The exercise put eight of the leaders at each table with stacks of Legos and colored ribbon. They had 90 minutes to plan the next 50 years using more than 1,400 of the children's toys. The Legos represented people (1,280 new households for each yellow block) and jobs (3,840 new jobs for each red one) that will come to this region during the upcoming half-century. The ribbons were road corridors (orange) and transit lines (purple).

The tables came up with very divergent plans, some clustering growth along roadway corridors, some pumping Tampa and Westshore into Manhattan-esque densities, some continuing a sprawling growth pattern that exists today.

At one table, Hillsborough County Commissioner Mark Sharpe called to Ron Weaver, one of Tampa's best known development lawyers, "Ron, come over here and help me rebuild Tampa."

"What's interesting to me is to look at other people's perspectives," Tampa Mayor Pam Iorio said. "That is very helpful to building a consensus. That's one of the reasons we don't have a regional vision. We're fixed in our own worlds."
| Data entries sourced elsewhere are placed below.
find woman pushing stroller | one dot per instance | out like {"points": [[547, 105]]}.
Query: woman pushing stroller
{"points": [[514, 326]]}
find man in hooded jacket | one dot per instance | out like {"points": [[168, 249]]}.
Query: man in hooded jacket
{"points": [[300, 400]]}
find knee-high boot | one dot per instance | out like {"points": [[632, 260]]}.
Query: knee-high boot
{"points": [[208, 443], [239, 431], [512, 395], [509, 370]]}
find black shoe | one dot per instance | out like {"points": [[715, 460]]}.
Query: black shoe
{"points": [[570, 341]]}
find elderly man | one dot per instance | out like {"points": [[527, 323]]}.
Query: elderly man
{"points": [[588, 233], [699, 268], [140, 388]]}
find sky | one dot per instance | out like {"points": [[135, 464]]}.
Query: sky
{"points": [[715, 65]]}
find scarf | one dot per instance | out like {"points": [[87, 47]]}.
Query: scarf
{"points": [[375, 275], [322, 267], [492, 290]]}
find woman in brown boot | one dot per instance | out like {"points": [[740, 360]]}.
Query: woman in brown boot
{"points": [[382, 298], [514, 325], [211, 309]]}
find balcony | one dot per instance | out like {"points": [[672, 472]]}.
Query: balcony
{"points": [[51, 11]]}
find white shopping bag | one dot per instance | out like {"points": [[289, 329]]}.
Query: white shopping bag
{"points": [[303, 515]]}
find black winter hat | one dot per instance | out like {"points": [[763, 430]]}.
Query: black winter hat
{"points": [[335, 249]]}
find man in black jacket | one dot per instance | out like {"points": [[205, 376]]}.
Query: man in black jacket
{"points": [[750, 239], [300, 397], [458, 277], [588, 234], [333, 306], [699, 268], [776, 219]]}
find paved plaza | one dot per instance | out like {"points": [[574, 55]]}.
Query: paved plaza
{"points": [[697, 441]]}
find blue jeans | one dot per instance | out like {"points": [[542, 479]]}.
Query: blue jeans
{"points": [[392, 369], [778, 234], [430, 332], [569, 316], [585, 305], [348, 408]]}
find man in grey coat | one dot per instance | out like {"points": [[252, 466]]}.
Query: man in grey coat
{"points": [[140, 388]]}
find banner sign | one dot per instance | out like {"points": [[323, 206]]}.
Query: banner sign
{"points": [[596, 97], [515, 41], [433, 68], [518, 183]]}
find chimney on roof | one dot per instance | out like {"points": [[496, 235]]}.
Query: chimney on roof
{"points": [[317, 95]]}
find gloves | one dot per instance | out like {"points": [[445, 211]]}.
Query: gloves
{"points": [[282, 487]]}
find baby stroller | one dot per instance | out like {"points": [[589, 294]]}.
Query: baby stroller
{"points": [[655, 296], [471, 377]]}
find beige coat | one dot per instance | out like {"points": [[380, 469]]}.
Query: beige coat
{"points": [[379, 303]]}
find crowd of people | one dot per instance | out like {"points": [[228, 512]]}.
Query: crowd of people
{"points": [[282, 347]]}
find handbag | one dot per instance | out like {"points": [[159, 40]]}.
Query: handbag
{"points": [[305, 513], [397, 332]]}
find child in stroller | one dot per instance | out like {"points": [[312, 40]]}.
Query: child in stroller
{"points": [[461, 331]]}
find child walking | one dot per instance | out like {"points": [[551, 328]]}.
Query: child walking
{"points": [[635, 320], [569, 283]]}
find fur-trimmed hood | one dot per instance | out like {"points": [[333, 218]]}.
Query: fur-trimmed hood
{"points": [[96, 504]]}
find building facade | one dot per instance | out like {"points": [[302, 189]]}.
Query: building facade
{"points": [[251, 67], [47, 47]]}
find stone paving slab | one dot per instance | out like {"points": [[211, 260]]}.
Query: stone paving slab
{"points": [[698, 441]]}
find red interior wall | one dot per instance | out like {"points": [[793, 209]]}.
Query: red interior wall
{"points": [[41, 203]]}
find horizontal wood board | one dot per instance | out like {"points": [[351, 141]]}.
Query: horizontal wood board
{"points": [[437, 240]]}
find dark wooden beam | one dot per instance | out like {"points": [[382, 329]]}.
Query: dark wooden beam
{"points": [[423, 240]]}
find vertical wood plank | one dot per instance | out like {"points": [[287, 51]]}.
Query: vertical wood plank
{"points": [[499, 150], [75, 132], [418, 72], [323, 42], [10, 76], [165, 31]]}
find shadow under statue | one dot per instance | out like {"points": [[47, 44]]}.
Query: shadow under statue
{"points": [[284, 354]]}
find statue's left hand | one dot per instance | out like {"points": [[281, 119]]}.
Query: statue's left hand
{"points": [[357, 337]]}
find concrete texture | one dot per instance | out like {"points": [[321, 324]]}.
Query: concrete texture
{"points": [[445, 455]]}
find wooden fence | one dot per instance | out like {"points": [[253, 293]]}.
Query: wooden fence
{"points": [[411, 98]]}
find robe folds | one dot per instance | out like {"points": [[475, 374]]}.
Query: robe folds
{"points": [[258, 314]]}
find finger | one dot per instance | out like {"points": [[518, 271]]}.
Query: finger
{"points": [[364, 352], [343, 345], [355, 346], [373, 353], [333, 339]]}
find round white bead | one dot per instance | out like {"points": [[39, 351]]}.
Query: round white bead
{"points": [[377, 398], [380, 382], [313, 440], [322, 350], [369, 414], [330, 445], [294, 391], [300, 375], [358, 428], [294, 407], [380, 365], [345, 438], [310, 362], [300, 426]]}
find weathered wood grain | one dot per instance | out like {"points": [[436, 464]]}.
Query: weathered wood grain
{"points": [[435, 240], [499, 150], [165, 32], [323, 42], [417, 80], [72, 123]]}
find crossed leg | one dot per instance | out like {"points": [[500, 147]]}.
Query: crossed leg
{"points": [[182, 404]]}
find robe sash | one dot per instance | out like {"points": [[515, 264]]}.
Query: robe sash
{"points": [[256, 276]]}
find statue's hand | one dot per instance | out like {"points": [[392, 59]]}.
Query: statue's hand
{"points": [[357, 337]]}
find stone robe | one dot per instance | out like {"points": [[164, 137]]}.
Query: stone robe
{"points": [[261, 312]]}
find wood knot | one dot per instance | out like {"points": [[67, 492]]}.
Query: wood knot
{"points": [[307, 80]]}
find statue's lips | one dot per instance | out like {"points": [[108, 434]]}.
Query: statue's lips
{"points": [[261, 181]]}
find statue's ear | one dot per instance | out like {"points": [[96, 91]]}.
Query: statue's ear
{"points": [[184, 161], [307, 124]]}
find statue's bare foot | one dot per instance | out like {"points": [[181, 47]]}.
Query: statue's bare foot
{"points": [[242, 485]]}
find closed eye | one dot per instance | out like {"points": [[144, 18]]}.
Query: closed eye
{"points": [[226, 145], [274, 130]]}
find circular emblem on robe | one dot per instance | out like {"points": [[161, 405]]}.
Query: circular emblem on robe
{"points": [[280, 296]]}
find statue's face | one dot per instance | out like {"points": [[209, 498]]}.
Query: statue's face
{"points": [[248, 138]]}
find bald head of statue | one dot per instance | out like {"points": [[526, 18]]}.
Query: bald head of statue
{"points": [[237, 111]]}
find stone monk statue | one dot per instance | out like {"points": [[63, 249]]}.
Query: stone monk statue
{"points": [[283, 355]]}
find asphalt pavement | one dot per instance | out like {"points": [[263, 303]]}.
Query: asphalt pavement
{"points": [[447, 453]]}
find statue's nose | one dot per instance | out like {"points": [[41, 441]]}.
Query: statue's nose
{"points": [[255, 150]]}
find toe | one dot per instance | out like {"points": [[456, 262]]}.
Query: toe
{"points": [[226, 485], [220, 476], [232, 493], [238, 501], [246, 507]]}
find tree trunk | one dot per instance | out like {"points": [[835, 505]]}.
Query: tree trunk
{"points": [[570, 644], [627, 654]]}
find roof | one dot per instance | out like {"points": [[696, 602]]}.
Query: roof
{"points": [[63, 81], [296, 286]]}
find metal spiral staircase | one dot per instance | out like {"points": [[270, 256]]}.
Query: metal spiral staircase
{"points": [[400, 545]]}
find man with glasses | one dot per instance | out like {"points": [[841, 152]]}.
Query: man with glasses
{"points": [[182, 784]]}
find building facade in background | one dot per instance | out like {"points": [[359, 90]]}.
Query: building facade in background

At the end of the day, five tables' plans were voted the best options, to be included in an informational campaign called One Bay that will be taken on the road to share with other civic leaders and residents. (A PowerPoint presentation depicting the five winners can be downloaded at our blog, blurbex.com.) Participants voted to establish three top principles to guide Tampa Bay's future growth. The top priority? Creating quality communities clustered in high-density, mixed-use areas. Second place went to using multiple means of transportation, such as transit and roads; preserving open space and the environment placed third.